Pain is ubiquitous - headache, backache, toothache, menstrual cramps. Nearly all of these go away with simple medicines. However, there are some types of pain that don't; they can be somewhat ameliorated with potent painkillers, but they are intractable. The cancer patients whom HCA Hospice Care serve are often plagued with such severe pain that a few confess to wanting to end their own lives.
Pain is therefore not something we welcome and it is natural we treat it as an enemy. I was however taught otherwise by two patients of mine.
Mr Ong had discovered a raging foot infection only after his footwear was soaked with bloody pus. He had diabetic neuropathy and was unable to feel his wound earlier even though it was a gaping hole from a small sharp object he had stepped on. The disastrous outcome was an amputation of the affected foot. He had lamented: if only I could feel pain like normal people, I wouldn't have lost my foot.
Mdm Teng had stage 2 breast cancer 8 years ago and was told that she was disease free after treatment.
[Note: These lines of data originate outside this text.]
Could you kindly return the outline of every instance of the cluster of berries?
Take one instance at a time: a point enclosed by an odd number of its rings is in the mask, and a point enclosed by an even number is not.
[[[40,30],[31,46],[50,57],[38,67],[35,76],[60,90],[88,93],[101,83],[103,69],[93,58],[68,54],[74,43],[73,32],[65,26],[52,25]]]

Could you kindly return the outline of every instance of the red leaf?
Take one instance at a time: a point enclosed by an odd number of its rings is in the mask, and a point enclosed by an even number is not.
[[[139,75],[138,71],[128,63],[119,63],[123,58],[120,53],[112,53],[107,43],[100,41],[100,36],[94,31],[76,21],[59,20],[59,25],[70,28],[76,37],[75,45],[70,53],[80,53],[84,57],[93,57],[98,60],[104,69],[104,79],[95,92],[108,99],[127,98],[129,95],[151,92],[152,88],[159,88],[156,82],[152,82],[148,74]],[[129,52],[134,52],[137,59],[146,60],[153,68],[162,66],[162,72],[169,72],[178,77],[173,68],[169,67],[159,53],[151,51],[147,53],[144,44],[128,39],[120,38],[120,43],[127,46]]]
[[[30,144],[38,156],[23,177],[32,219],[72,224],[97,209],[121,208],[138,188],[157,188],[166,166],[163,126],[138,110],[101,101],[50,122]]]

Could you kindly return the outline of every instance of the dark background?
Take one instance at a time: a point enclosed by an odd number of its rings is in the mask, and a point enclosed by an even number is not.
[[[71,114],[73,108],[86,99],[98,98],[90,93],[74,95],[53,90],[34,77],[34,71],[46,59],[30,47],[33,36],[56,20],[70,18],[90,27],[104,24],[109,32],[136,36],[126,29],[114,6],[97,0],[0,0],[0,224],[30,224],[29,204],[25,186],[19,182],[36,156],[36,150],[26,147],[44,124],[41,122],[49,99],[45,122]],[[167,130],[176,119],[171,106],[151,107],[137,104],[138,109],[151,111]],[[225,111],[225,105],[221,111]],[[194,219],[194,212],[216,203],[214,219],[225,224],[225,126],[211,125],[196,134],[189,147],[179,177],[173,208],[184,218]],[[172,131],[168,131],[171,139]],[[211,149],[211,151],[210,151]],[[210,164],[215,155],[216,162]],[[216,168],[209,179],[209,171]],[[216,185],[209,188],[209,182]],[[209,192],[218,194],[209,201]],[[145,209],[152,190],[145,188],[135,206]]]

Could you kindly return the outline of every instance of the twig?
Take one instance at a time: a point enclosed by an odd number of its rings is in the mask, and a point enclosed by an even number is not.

When she started having intense back pain and cough, her investigations led to the sad conclusion that her cancer had recurred in a disseminated way. My eyes welled up when she was updating me about the malignancy relapse. I asked if she was coping with the pain from the bone metastases (the development of secondary malignant growths at a distance from a primary site of cancer). Her reply was brave: when I feel the pain, I know at least that I am still alive.
Pain is not the enemy, but the loyal scout announcing the enemy, according to the renowned late Dr Paul Brand. Bearing pain is part of authentic living. Dr Brand had made meticulous observation of his patients and came to this conclusion: “Pain is a priceless essential gift – of that I have no doubt. And yet only by learning to master pain can we keep it from mastering us.”
The wisdom I have acquired regarding pain has been instrumental to my endurance running. After 12 hours on one's feet, any human being will experience considerable agony. I have learned to treat pain as a loyal companion. I train meticulously to listen to this friend - if the pain is something I can endure or if it signals injury. I grow accustomed to its abiding presence - not resenting it, not wishing it away. Over time, I have come to appreciate pain as a gift nobody wants.